Predicting out-of-sample for autoregressive models

Hi All,

Is there an easy way to make out-of-sample predictions for autoregressive models? I’m running some forecasting models with two AR components (one is seasonal) and I can’t find a simple way to generate estimates. Any help would be appreciated

Do you mean like `sample_ppc`? This is a good guide for that.

Thanks, @colcarroll !

It’s possible that I haven’t set up my AR coefficients correctly for these purposes, but since each new observation is based on the previous N observations, I can’t seem to forecast out with PPC, since I can’t pass Y_{t-N} to a shared variable, as it won’t have been estimated yet for the future y_t I’m trying to estimate.

In other words, if my latest in-sample time point is t_100 and the expectation for my likelihood is y_t = a + phi*y_{t-7} , then I have to estimate t_101 before I can get to t_108, which I’m not sure I can do with sample_ppc.

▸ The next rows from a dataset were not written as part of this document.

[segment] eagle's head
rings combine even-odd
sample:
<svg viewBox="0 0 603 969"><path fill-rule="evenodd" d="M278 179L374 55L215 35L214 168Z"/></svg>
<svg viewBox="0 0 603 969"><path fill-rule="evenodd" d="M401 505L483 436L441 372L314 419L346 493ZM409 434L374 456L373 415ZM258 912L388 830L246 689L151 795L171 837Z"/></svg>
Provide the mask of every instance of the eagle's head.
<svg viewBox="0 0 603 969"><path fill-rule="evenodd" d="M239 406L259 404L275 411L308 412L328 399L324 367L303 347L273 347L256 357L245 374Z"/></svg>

I dont think you can do it using sample_ppc, as `AR` and `AR1` does not have a random method.

You will have to write a generative function, and index to the posterior samples (as trace `point`) to generate ppc.

I believe I have a basic working version of this. Assumes your trace has a `rho` and `scale`. This also allows for multiple observations for the same date, which is often a case I’m working with. But if you want to just have one observation per date you could just remove the `date_idx` parts.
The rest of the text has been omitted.